[TowerTalk] Speaking of S units

Roderick M. Fitz-Randolph w5hvv@aeneas.net
Fri, 8 Aug 1997 16:24:42 -0500


>> I dont understand what you are griping about, Pete.  An S unit IS 6 db
>> and a properly aligned radio will bear this out.  I've checked my MP and
>> it's S meter is dead on.  73, Ty K3MM
>
>I'll stand by everything I wrote. If Yeasu got religion and arranged for
>the MP's S units to be 6db each, that's great but it puts that rig into a
>very select group. Based on all I've seen, the statement that an S unit is
>always 6 db is about as useful in this hobby as the statement that "a tank
>of gas in a car is always equal to 300 miles."
>
>Regards,
>Pete
>KS4XG
___________________________________________________________________________

Pete, back in the mid to late 1940's, when I first became interested in
ham radio, virtually everyone you could have met would have told you that
an "S" unit was 6 dB.... that is, by definition, not practice.  Since all
of the S-meters of that era ran off of AVC (or later AGC) voltage, an
S-meter was only as accurate and as linear as the circuit parameters/design
allowed it to be.  Component values would change, tube gain varied from tube
to tube, etc., and all you knew was that an S-unit was SUPPOSED to be 6 dB.
Most folk knew that the limitation was the components/tubes, etc.

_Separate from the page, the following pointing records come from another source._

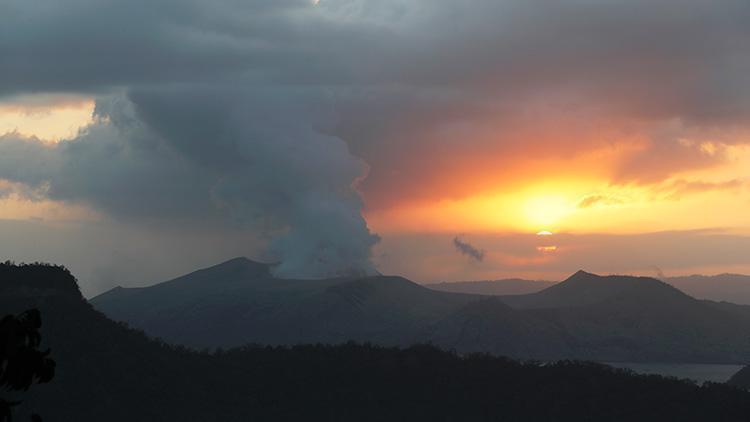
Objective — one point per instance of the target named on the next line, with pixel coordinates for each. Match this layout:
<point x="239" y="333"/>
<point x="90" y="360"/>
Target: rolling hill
<point x="610" y="318"/>
<point x="106" y="371"/>
<point x="733" y="288"/>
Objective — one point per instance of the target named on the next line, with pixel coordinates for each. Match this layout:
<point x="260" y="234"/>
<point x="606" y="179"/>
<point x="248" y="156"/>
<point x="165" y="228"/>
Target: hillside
<point x="251" y="306"/>
<point x="109" y="372"/>
<point x="733" y="288"/>
<point x="511" y="286"/>
<point x="614" y="318"/>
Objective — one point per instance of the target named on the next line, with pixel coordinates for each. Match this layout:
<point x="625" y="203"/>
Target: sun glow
<point x="546" y="210"/>
<point x="50" y="118"/>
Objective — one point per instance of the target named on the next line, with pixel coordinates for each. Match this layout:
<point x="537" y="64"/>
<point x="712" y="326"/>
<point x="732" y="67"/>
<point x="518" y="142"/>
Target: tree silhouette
<point x="21" y="362"/>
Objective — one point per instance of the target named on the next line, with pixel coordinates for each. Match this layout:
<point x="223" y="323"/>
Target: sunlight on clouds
<point x="47" y="117"/>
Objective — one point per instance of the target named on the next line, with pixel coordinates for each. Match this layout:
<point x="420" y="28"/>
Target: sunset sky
<point x="138" y="143"/>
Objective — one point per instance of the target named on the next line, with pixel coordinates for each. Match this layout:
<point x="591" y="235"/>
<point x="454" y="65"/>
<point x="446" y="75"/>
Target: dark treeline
<point x="106" y="371"/>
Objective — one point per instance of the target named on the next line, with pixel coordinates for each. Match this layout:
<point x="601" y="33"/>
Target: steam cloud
<point x="467" y="249"/>
<point x="198" y="157"/>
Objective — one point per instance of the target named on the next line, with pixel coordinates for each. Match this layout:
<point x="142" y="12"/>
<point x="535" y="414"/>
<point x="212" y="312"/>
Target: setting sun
<point x="547" y="210"/>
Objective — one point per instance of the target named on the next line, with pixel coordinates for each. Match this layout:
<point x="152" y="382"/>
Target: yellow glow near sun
<point x="46" y="117"/>
<point x="546" y="210"/>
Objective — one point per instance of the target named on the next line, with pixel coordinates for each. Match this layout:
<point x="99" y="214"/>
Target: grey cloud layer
<point x="244" y="112"/>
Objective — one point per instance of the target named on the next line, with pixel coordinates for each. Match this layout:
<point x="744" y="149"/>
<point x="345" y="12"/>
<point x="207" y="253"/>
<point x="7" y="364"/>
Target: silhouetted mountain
<point x="741" y="379"/>
<point x="587" y="316"/>
<point x="511" y="286"/>
<point x="583" y="288"/>
<point x="251" y="306"/>
<point x="733" y="288"/>
<point x="106" y="371"/>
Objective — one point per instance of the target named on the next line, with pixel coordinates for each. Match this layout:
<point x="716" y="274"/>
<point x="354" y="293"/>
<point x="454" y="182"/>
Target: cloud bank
<point x="288" y="119"/>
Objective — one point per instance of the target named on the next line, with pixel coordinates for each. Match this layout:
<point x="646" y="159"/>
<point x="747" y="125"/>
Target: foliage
<point x="21" y="362"/>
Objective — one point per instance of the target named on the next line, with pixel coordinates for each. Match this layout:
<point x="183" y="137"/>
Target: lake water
<point x="694" y="371"/>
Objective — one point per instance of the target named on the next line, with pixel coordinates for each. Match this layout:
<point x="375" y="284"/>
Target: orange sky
<point x="495" y="192"/>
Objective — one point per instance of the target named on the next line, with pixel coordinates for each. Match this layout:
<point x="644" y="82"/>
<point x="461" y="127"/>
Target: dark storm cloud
<point x="245" y="112"/>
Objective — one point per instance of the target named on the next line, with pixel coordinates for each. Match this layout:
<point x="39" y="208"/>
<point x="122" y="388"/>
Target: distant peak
<point x="581" y="274"/>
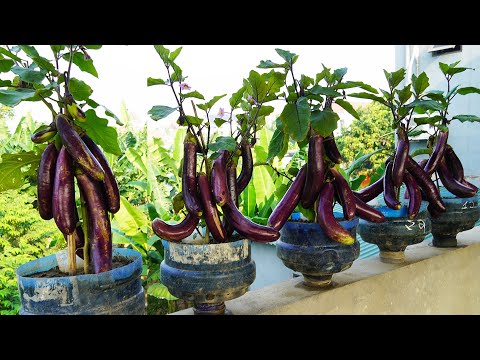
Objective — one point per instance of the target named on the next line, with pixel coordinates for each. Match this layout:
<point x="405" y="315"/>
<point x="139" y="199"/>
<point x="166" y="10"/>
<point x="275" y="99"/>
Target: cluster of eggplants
<point x="316" y="182"/>
<point x="79" y="157"/>
<point x="203" y="197"/>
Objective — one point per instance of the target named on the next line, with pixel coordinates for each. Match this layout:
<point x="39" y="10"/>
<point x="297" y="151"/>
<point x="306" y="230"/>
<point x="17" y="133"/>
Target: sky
<point x="211" y="69"/>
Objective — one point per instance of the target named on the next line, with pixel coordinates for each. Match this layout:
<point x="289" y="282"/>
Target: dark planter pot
<point x="115" y="292"/>
<point x="461" y="215"/>
<point x="208" y="274"/>
<point x="304" y="247"/>
<point x="393" y="236"/>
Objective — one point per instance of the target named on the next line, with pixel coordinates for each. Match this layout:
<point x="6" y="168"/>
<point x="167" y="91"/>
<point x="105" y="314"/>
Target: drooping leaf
<point x="98" y="130"/>
<point x="159" y="112"/>
<point x="296" y="119"/>
<point x="324" y="122"/>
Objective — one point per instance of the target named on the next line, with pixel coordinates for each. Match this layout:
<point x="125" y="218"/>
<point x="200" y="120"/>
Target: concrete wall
<point x="431" y="281"/>
<point x="464" y="137"/>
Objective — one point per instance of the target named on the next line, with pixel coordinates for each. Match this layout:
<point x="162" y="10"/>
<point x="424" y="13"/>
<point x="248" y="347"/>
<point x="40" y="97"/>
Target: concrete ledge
<point x="431" y="281"/>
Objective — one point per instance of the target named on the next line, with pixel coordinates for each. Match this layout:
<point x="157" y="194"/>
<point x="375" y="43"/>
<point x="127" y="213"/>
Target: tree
<point x="370" y="133"/>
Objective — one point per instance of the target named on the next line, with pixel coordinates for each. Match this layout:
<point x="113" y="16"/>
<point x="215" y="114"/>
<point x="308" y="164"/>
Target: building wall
<point x="464" y="137"/>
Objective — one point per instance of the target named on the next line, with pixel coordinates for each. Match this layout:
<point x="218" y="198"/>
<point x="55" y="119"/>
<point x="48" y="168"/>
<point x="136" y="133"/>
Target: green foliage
<point x="24" y="236"/>
<point x="366" y="135"/>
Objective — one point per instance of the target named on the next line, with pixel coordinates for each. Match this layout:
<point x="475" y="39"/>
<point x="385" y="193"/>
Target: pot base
<point x="392" y="257"/>
<point x="317" y="282"/>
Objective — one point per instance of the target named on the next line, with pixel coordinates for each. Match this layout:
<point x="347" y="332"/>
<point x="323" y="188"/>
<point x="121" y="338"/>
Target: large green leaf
<point x="83" y="64"/>
<point x="324" y="122"/>
<point x="29" y="75"/>
<point x="296" y="119"/>
<point x="97" y="128"/>
<point x="159" y="112"/>
<point x="348" y="108"/>
<point x="15" y="167"/>
<point x="14" y="97"/>
<point x="79" y="89"/>
<point x="463" y="118"/>
<point x="160" y="291"/>
<point x="130" y="219"/>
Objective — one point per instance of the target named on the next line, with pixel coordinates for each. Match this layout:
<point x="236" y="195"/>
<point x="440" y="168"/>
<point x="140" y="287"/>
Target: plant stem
<point x="72" y="257"/>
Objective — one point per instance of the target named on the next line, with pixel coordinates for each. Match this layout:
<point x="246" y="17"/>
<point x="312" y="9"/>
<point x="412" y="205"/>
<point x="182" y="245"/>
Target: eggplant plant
<point x="68" y="148"/>
<point x="212" y="151"/>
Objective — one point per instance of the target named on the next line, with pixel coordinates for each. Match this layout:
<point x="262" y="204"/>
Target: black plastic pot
<point x="461" y="215"/>
<point x="115" y="292"/>
<point x="208" y="274"/>
<point x="304" y="247"/>
<point x="393" y="236"/>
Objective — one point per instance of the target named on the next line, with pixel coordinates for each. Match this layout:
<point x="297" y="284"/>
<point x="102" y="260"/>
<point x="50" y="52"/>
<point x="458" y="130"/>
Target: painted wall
<point x="464" y="137"/>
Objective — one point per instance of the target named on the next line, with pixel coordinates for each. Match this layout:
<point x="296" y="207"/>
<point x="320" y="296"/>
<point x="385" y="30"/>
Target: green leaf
<point x="105" y="136"/>
<point x="268" y="64"/>
<point x="348" y="108"/>
<point x="463" y="118"/>
<point x="160" y="291"/>
<point x="420" y="83"/>
<point x="15" y="167"/>
<point x="6" y="65"/>
<point x="468" y="90"/>
<point x="324" y="122"/>
<point x="152" y="81"/>
<point x="174" y="54"/>
<point x="358" y="162"/>
<point x="223" y="143"/>
<point x="296" y="119"/>
<point x="79" y="89"/>
<point x="84" y="65"/>
<point x="320" y="90"/>
<point x="194" y="94"/>
<point x="276" y="144"/>
<point x="163" y="52"/>
<point x="130" y="219"/>
<point x="426" y="104"/>
<point x="159" y="112"/>
<point x="287" y="55"/>
<point x="14" y="97"/>
<point x="29" y="75"/>
<point x="236" y="97"/>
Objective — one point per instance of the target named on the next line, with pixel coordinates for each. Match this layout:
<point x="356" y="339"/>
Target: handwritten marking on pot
<point x="469" y="205"/>
<point x="420" y="223"/>
<point x="207" y="254"/>
<point x="49" y="290"/>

Nothing has really changed.  Some of the manufacturers in later years began
to use 5 or even 4 (and I think one went to 3) dB per S-unit.  But for the
most part, it has been a standard that an S-unit was SUPPOSED to be 6 dB.
Now, I've never seen an S-meter that would linearly represent signal strength
across its signal strength meter as 6 dB per unit: the Collins 75A4 I owned
came as close as any of them and its S-meter required 100 microvolts for an
S9 setting.... but you could adjust the sensitivity control and zero control
so that you get almost anything you wanted - within a very narrow range on the
S-meter.  As an example, if you set it equal to 6 dB between S7 and S9, I could
almost guarantee you that the same would not be true from S1 to S3 or from 15
over 9 to 27 over 9!  The non-linear properties of AGC voltages, etc., simply
won't allow a completely accurate and linear presentation of received signal
strength.  It is a RELATIVE thing.

My present TS-940S/AT is a prime example.  I can diddle with the S-meter
circuit parameters and get the S-meter to represent, at S9, 50 microvolts
of signal as received from a calibrated signal generator but I guarantee
that it won't be linear up and down the scale.

I've digressed a little.  S-meter readings started out as 6 dB per unit.
That is still understood to be the "standard" by most hams.  Younger hams
that have come in and learned about ham radio on a receiver/transceiver
that had a different setting (because, in some cases, I think the
manufacturers were engaged in the "my car has more horsepower than your
car", "my hi-fi set has more watts than your hi-fi set", and "my receiver
has a higher deflection on it S-meter than your receiver for the same
signal" race) have not had the advantage of learning or knowing that an
S-unit is equal to (supposed to, that is) 6 dB.

Anyhoooo, that's the facts of it as I have always known them.  An S-unit
WAS and still should be, IMHO, 6 dB.  Not 5 dB, not 4 dB, and not 3 dB.

The curmudgeon has written, and having writ, moves on. All thy piety and
wit will not call back one word of it.......

That sure does feel better now.  Not near as much gas pains.